The Center for International Human Rights (CIHR) awarded its seventh Global Jurist of the Year Award to all women judges in Afghanistan, in recognition of the courage they have shown under difficult circumstances. Judge Anisa Rasooli, accompanied by a group of Afghan women judges who have left Afghanistan, accepted the award on behalf of all Afghan women judges.
The judges were honored during an awards dinner on Feb. 9. They also visited with scholars and judges and met with Northwestern Pritzker Law students.

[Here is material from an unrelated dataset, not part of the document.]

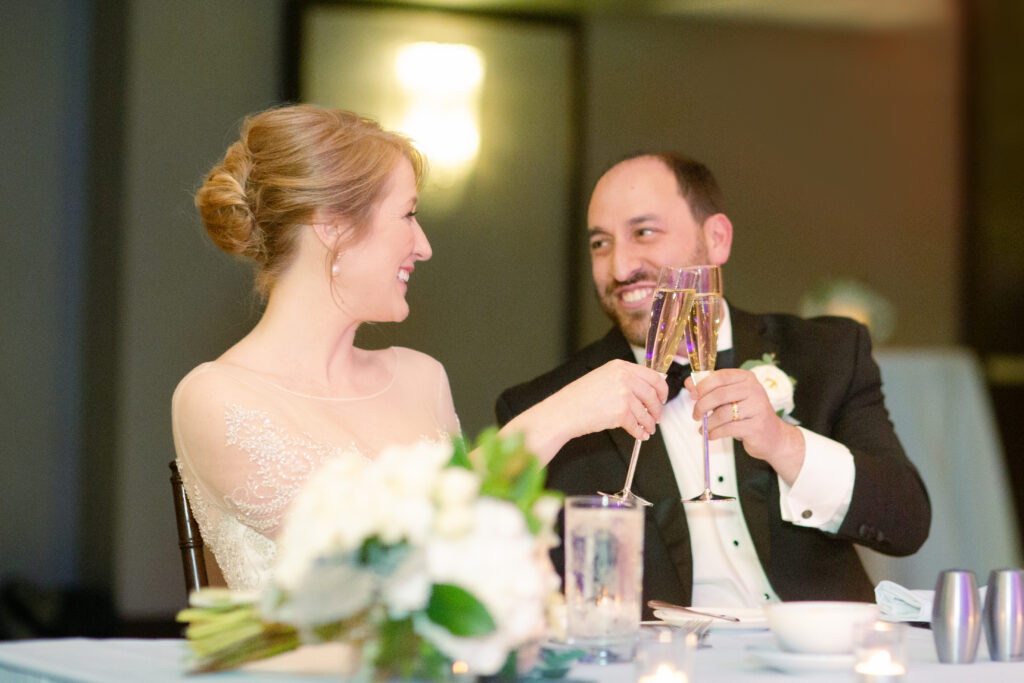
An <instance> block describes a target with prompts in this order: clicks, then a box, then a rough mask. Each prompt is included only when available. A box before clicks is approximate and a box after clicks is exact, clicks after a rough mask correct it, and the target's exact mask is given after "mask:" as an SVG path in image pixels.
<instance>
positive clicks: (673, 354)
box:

The Global Jurist of the Year Award is designed to honor a sitting judge, whether in an international or national court, who has demonstrated in his or her career courage in the face of adversity to uphold and defend fundamental human rights or the principles of international criminal justice. Jurists from all nations and tribunals are eligible for consideration.
The International Refugee Assistance Project, Northwestern University Pritzker School of Law Chapter; Northwestern’s Buffett Institute for Global Affairs; the International Association of Women Judges; and the International Law Foundation are co-sponsors of the event.
“The women judges of Afghanistan have, by their example and through their work, demonstrated unimaginable courage and commitment,” said Professors Tom Geraghty and Juliet Sorensen in a joint statement. “They continue to stand for right even as they endure the heartbreaking hardships that recent events have forced upon them.”
Known as “the RBG of Afghanistan,” Judge Rasooli is the only woman to be nominated twice to the Afghan Supreme Council, nominated by both former president of Afghanistan Hamid Karzai and by former Afghan President Ashraf Ghani. The first vote failed in parliament by a small margin. The second vote never got scheduled because of the fall of the government. Judge Rasooli has served in all major courts both in first instance and appellate courts. She has served on both the anti-corruption courts and the court for serious crimes of violence against women. One of her many projects was heading a three-year study on prison reform. She is a past president of the Afghan Women Judges Association.